Our study has several limitations worth discussing. First, we were not able to directly measure the uptake of the electronic decision tool by ED physicians. However, the daily active surveillance allowed us to track the success of the overall quality improvement project. The effectiveness of including a risk-stratification tool at the time of physician order entry has been previously shown in the context of prescriptions for venous thromboembolism prophylaxis [22]. We are not aware of any external factors that could have contributed to the improved access to CTA during the study period, but cannot exclude any residual confounding. Second, although our intervention was designed to increase the use of CTA in patients with high-risk event, an increase in CTA use was nevertheless seen in those without high-risk event. We nevertheless acknowledge that a CTA may be necessary for some patients who did not meet the criteria in our intervention. For example, it may be appropriate in patients with symptoms suggestive of posterior circulation TIA even in the absence of motor or speech symptoms. We could not capture this level of clinical judgment through chart reviews. Third, patients discharged from the ED who were not referred to our institution’s stroke prevention clinic or who were admitted without consulting the neurology team could not be captured, but this is not the usual practice at our institution. Most patients with suspected TIA or minor stroke would have been identified with our active surveillance method. Fourth, although our study was not designed to study the safety of CTA, we did not identify any adverse events during the study period. The safety of CTA in stroke care has been reported elsewhere [23, 24]. Finally, given this is a single-centre study, future work is needed to assess the generalizability of our approach in other settings.
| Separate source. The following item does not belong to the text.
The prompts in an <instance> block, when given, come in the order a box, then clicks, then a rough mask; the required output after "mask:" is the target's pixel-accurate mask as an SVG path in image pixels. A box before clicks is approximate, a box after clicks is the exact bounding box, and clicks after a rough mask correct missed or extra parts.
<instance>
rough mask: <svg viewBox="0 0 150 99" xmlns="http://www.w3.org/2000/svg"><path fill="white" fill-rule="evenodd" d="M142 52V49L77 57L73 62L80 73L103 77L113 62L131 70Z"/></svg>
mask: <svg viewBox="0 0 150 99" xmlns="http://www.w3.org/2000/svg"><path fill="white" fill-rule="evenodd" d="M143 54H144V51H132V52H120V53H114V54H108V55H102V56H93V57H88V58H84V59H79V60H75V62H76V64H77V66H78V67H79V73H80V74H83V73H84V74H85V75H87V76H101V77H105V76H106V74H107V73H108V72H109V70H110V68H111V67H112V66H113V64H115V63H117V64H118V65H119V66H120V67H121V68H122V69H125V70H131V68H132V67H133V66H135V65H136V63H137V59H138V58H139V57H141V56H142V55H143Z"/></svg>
Implications for research or practice

Although many studies have identified variability in the provision of acute vascular imaging in the ED [8, 10, 18], most quality improvement initiatives to date have aimed to develop referral pathways to support primary care physicians [19] or to improve access or quality of outpatient secondary stroke prevention care [25,26,27]. Few have sought to optimize care in the ED. Yet, urgent vascular imaging is necessary to identify patients who may benefit from carotid revascularization [28], dual antiplatelet therapy [29], and even potentially acute revascularization procedures [6, 30, 31]. A large population-based Canadian study found that patients with TIA or minor stroke in EDs with higher use of CTA had lower hospital re-admissions in the following 90 days than those who were treated in EDs with lower use of CTA [18]. It is therefore relevant to optimize adherence to guideline recommendations for acute vascular imaging. Our project provides a framework that can be easily adaptable to other centers and used to either optimize the use of CTA imaging for patients with TIA or minor stroke or to reduce unnecessary CTA.

Conclusion

A multidisciplinary quality improvement intervention involving an electronic decision tool improved adherence to acute imaging guidelines in the evaluation of people with TIA or minor stroke. We provide a detailed work plan that can be applied and adapted to improve imaging in most EDs.